AI-sourced traffic began landing directly on the performance hub. Not the homepage. Not some vague blog post. The hub.

I’d used the case studies to create a set of doors for all sorts of nuanced asks: brands looking for clicks-focused fashion campaigns, home goods campaigns that needed to influence revenue, food campaigns where the CMO wanted sales. And that’s exactly who started ending up in calls. 

Not only that, but the LLMs started identifying the agency as a performance-driven influencer agency. 

That mattered. Because when AI environments started sending people directly to those pages, it confirmed something I had suspected:

  • Those buyer conversations were not just sales insights.
  • They were search signals.
  • They were AI visibility signals.
  • They were doorways.

Then the patterns got more interesting. The increase in traffic from AI environments allowed me to get better at reading how and when people were using different AI systems. 

GA4’s Path Exploration revealed that Perplexity traffic behaved differently from ChatGPT traffic.

A meaningful share of Perplexity visits went directly to case studies, which told me those were likely lower-funnel conversations. People were not just asking broad educational questions there like they were in Claude. They were looking for proof. They were comparing. They were trying to decide who could actually do the work.

That is when the idea started to sharpen. Understanding ICP asks could help do more than get brands more traffic from AI systems. Sales conversations could also help startups enter the right market. 

By fall, I’d gotten pretty good at this game. I transitioned out of my role at the influencer agency, and began sharing insights with the wider Detroit startup community. I was asked to teach a workshop as part of the Black Tech Saturdays ecosystem on using AI for research. I built the presentation for bootstrapped founders who had more ideas than time. 

I taught people that there are little pools of intent hiding inside the sales conversations and if they can have enough of those sales conversations, they would be able to find the exact market to compete in – one with unmet demand that would position them for massive success as a startup or micro business. 

And that’s how Blue Puddles became an actual framework

And eventually, it became the logic behind NORAH, the GTM intelligence platform I started sketching after this.

NORAH was based on the same premise: if you can mine sales calls, form fills, customer conversations, competitor positioning, and market language, you can find the pockets of demand other companies are missing.

Not the giant obvious market. The winnable market.
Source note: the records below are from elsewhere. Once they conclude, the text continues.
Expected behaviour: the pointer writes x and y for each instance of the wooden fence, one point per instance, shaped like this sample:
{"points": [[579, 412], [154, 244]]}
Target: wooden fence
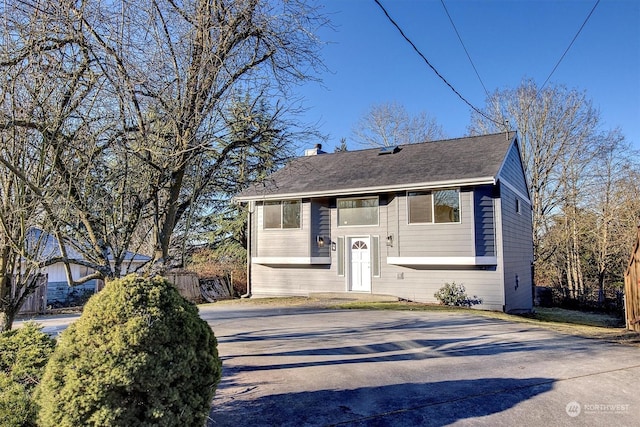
{"points": [[632, 288], [37, 301], [193, 289]]}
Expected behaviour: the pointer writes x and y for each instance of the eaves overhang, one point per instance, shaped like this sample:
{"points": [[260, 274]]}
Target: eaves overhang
{"points": [[369, 190]]}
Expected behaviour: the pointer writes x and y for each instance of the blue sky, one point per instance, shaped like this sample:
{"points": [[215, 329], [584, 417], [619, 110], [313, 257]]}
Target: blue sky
{"points": [[508, 41]]}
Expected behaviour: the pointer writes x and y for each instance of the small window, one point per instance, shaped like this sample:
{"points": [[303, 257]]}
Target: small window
{"points": [[281, 214], [358, 212], [340, 256], [442, 206], [375, 256]]}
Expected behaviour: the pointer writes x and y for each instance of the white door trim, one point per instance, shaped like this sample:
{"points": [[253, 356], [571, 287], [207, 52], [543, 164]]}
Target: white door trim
{"points": [[359, 264]]}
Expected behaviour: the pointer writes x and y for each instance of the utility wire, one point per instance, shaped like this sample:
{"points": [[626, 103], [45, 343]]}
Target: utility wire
{"points": [[465, 48], [570, 44], [415, 48]]}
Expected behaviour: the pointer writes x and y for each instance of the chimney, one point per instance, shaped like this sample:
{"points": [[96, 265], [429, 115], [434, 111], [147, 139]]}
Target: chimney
{"points": [[314, 151]]}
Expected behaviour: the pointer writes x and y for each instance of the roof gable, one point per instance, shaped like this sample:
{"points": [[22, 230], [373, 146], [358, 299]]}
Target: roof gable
{"points": [[462, 161]]}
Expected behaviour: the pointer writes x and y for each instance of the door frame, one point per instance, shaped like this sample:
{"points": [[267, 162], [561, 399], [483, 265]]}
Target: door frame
{"points": [[349, 240]]}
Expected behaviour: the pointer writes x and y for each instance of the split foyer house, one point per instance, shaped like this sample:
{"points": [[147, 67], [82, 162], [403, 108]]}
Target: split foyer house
{"points": [[399, 221]]}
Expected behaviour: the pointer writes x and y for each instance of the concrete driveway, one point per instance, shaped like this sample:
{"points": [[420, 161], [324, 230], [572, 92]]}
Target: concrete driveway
{"points": [[293, 366]]}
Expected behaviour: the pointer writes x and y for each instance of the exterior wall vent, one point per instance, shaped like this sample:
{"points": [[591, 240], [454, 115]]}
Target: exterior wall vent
{"points": [[388, 150], [314, 151]]}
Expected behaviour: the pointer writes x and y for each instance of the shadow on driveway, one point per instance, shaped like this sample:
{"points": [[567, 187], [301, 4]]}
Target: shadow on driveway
{"points": [[413, 404]]}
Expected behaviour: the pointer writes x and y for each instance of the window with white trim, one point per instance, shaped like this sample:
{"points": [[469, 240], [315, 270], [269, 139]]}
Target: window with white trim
{"points": [[428, 207], [281, 214], [362, 211]]}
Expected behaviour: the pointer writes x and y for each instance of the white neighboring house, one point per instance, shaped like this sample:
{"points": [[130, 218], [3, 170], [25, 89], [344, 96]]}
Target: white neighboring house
{"points": [[58, 291]]}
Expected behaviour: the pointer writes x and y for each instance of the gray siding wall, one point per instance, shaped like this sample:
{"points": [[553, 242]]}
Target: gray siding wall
{"points": [[517, 238], [485, 230], [409, 282], [512, 171]]}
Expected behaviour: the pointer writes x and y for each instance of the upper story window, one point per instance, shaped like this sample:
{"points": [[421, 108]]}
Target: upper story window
{"points": [[361, 211], [441, 206], [282, 214]]}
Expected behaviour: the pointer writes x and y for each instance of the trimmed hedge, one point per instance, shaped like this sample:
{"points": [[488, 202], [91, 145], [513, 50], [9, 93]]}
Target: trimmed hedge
{"points": [[24, 354], [139, 355]]}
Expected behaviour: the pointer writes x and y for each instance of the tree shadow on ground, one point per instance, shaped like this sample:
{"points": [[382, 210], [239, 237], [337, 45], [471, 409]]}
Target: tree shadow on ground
{"points": [[412, 404]]}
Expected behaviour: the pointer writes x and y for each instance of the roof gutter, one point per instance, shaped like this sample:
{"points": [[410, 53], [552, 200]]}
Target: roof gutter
{"points": [[360, 190]]}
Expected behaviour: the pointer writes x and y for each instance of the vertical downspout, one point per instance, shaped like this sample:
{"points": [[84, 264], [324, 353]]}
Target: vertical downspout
{"points": [[249, 238]]}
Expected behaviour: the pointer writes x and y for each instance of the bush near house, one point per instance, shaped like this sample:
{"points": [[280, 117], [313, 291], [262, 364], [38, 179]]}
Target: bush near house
{"points": [[139, 355], [24, 354], [455, 295]]}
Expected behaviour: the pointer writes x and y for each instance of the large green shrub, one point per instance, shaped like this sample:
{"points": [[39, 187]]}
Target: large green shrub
{"points": [[138, 356], [23, 355], [455, 295]]}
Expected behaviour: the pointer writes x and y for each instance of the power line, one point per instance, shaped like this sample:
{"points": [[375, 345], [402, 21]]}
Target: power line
{"points": [[415, 48], [465, 48], [570, 44]]}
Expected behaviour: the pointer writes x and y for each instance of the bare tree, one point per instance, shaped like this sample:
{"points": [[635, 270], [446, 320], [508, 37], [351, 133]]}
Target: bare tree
{"points": [[389, 124], [613, 197], [581, 181], [126, 102], [555, 125]]}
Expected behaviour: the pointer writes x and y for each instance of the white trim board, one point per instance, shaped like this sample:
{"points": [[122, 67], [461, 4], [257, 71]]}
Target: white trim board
{"points": [[291, 260], [486, 260]]}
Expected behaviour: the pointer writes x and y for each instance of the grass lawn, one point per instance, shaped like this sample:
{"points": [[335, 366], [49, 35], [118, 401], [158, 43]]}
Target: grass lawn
{"points": [[584, 324]]}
The Blue Puddle.

The place where buyers are already asking for something, but the category has not made it easy to find, compare, or choose yet.

I didn’t set out to name a framework. I was trying to survive a pipeline problem. But somewhere inside those 24 sales calls, I found the thing I’d been looking for: not a blue ocean, not even a blue lake. A small, winnable body of demand. A Blue Puddle.

And uh… that’s how the sausage got made.